2 thoughts on “Festival of Britain, 1951”

  1. I am fascinated to see this photograph. Knowing some of the stories behind your smiling faces after reading about your life, it is very moving to see you as a child. I am also feeling strangely (would vicariously be the right word?) privileged to see the Dome of Discovery in the photograph, knowing it wasn’t there very long.

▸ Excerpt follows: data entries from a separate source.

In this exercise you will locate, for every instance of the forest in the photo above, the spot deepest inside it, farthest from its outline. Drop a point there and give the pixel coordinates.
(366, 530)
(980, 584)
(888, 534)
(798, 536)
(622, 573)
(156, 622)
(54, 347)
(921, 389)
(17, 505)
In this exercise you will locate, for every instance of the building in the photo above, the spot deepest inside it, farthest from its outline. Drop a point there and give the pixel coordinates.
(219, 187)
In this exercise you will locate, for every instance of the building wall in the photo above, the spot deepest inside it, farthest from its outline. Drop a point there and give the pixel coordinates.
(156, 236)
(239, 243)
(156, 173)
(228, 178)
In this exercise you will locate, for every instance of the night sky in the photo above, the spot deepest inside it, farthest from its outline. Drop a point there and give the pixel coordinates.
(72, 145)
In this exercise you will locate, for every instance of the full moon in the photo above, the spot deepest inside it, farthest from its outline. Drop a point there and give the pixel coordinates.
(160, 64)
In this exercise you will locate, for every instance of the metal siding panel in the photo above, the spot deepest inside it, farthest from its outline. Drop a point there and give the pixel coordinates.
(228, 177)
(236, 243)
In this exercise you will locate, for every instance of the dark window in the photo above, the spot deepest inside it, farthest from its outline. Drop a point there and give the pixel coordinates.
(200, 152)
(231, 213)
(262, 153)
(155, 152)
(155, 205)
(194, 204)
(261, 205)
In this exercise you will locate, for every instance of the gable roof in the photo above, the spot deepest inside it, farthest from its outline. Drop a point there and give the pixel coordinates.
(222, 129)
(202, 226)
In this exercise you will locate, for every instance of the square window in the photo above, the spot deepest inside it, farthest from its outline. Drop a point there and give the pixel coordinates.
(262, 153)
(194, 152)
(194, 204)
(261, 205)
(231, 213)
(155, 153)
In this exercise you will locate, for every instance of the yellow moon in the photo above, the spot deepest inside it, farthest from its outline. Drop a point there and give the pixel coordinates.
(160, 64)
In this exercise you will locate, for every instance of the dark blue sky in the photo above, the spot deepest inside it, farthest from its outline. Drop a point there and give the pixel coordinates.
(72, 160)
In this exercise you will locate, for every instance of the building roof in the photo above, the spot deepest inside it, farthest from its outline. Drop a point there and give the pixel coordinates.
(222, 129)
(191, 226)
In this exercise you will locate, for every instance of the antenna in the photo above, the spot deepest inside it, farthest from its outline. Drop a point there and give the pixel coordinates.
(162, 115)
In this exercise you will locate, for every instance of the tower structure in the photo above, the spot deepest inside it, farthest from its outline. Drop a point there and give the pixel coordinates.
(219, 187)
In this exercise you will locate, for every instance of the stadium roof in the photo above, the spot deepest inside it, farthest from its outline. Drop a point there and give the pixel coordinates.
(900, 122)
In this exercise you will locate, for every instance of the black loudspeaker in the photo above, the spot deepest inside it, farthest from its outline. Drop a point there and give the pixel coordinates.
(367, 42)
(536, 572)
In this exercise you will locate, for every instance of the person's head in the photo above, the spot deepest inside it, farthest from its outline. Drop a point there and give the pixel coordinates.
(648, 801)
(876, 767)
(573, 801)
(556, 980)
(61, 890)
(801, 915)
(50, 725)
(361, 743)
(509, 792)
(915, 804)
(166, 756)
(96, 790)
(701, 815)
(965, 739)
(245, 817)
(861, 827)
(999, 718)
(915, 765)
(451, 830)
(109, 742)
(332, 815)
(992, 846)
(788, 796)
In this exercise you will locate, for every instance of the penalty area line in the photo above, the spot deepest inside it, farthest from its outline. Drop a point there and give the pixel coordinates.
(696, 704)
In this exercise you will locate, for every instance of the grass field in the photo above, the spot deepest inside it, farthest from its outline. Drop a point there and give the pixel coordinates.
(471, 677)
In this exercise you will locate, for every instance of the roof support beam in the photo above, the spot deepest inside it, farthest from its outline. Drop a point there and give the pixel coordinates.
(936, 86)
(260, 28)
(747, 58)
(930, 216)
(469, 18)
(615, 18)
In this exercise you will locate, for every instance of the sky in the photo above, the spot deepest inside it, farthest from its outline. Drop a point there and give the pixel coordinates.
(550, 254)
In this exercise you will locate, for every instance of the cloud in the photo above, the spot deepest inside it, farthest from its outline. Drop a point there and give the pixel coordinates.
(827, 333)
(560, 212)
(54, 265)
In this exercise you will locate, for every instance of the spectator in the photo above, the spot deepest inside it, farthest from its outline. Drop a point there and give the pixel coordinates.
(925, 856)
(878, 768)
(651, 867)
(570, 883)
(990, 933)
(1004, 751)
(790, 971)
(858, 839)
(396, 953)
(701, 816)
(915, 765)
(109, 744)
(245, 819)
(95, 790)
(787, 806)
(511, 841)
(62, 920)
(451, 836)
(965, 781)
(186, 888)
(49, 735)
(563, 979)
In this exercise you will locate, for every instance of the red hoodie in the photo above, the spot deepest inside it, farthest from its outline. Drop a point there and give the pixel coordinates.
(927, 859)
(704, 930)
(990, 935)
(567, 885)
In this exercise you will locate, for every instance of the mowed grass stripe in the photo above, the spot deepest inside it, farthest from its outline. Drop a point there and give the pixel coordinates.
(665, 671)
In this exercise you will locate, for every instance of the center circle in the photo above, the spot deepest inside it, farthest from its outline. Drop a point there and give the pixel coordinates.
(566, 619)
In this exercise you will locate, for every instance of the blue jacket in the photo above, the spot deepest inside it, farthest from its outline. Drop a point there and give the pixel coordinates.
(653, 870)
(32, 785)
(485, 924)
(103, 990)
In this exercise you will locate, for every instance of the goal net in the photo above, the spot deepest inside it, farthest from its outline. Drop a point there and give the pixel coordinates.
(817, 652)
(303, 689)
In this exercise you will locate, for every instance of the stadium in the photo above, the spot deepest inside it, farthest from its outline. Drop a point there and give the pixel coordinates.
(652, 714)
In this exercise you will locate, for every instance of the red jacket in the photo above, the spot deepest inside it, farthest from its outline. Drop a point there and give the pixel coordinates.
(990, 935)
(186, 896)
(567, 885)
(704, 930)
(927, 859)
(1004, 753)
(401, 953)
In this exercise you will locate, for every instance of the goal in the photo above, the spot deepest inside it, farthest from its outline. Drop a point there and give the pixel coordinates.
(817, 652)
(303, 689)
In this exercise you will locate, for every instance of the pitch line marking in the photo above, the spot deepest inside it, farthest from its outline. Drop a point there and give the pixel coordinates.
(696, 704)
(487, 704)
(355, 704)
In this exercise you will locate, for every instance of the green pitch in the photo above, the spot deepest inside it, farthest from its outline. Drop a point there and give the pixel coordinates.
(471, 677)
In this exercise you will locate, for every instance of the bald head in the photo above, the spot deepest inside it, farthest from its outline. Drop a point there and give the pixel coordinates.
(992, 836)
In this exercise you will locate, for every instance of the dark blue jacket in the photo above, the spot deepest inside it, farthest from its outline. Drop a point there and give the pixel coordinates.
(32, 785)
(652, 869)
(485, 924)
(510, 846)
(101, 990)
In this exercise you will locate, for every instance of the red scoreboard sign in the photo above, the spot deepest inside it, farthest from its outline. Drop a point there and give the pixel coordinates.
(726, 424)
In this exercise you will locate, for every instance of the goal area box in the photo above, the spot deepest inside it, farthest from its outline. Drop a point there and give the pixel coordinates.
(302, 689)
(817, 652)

    I wrote about my love of television in my last comment. When I was 12 or 13 there was a two part drama on telly called “The Leaving of Liverpool”. It told the story of orphans, and children who weren’t orphans but were living in children’s homes, being shipped to the Commonwealth, in the case of the characters in the programme, Australia. They thought it was a game, but they were sent and they were treated cruelly. I taped the programme and watched it over and over. (I found it on youtube a few years ago and rewatched it. My gosh, it’s harrowing). The main character Bert, couldn’t read but had memorised a page in his annual about the Festival of Britain, the Dome of Discovery and the Skylon. (He was so inspired it rubbed off on me! A young teen in 1993! What was a skylon? I had no idea but it sounded amazing!) When they docked in London he wanted to go and see but the children weren’t allowed off the ship. He is crushed when the Brother, their teacher, returns to the ship to say it has all been ripped down and scrapped.

    Seeing you in front of this short lived monument to a future that never came, and already knowing about the cruelty that existed in the world towards children at this time, my heart goes out to little you.